肌の各所は黒く変色し、呼吸は浅く乱れ、口元からは血が滲んでいた。さらに、頭部を強く打ったのか、額からは止めどなく血が流れ落ち、焦点の定まらない瞳がわずかに揺れている。
意識はほとんど保たれておらず、今にも途切れかねない危うさだった。
「――っ、アウレイン!」
セルフィは迷うことなく声を張り上げ、即座に治癒を指示する。アウレインは静かにエルナの傍へと歩み寄り、その身体へと顔を寄せた。
次の瞬間、淡い光の粒子が周囲に浮かび上がり、ゆっくりと収束していく。柔らかな光はやがて層となり、エルナの全身を優しく包み込んだ。荒れた呼吸を鎮めるように、温もりを帯びた光が静かに脈打つ。

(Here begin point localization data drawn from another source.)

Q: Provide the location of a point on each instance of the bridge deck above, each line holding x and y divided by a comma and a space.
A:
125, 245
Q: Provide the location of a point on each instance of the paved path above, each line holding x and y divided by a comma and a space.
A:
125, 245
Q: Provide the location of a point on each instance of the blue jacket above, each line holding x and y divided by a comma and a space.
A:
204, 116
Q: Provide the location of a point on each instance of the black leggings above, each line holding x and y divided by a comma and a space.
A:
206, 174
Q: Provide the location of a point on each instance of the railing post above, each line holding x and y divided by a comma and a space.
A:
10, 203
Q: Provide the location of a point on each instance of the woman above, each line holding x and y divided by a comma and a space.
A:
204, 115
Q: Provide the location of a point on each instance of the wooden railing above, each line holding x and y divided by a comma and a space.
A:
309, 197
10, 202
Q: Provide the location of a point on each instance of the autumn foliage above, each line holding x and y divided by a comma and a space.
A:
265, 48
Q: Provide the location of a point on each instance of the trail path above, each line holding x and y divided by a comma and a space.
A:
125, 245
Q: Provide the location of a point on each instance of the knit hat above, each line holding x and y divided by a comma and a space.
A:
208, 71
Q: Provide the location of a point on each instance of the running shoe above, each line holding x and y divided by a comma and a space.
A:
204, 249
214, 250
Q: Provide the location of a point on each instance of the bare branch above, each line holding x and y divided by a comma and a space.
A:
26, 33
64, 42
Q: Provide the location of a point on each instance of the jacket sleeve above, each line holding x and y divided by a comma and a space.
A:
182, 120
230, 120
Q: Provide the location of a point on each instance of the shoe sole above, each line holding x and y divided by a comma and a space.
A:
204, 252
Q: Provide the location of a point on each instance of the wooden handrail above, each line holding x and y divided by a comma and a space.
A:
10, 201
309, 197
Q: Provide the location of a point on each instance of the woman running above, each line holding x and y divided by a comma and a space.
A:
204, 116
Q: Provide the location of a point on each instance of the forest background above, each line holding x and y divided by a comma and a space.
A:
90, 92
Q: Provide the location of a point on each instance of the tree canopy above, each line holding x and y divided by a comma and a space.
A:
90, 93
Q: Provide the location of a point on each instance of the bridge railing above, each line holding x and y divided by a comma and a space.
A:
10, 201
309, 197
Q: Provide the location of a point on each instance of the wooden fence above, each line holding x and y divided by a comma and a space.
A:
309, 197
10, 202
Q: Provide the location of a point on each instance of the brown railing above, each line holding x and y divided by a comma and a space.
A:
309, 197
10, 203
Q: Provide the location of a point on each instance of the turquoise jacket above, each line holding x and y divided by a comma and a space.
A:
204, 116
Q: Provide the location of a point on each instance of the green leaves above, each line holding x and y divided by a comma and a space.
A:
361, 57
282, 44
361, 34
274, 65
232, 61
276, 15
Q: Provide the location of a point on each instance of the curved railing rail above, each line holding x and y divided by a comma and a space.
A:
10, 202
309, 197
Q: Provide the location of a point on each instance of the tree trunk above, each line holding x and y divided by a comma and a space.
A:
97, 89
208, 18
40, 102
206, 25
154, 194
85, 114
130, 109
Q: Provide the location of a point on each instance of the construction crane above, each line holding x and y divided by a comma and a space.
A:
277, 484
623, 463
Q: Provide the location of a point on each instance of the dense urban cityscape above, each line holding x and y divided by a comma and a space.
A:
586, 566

一方、死殻を足止めしようと戦線に残ったルシウスの側でも、状況に変化が生じていた。
ゴウゴウと唸りを上げていた竜巻の内側から、突如として二本の細長い脚が突き出る。風刃の渦をものともせず、それらは竜巻を押し裂くように動くと、次の瞬間――死殻の巨体そのものが姿を現した。
死殻もまた無傷ではない。
竜巻内部で無数の刃に刻まれたのか、その身体の至るところに鋭い裂傷が走り、硬質な甲殻にも幾重もの傷が刻まれていた。
だが――それらはあくまで表層を削ったに過ぎない。致命には程遠く、巨体は揺らぐことなく地を踏みしめ、確実な足取りでルシウスへと距離を詰めてくる。
「さぁ、来てみろ……化け物め」
「ギイイィィィ――!!!!」
挑発とも受け取れるその言葉に応じるかのように、死殻は咆哮を轟かせた。瘴気を孕んだ声が大気を震わせ、次なる衝突を予感させる。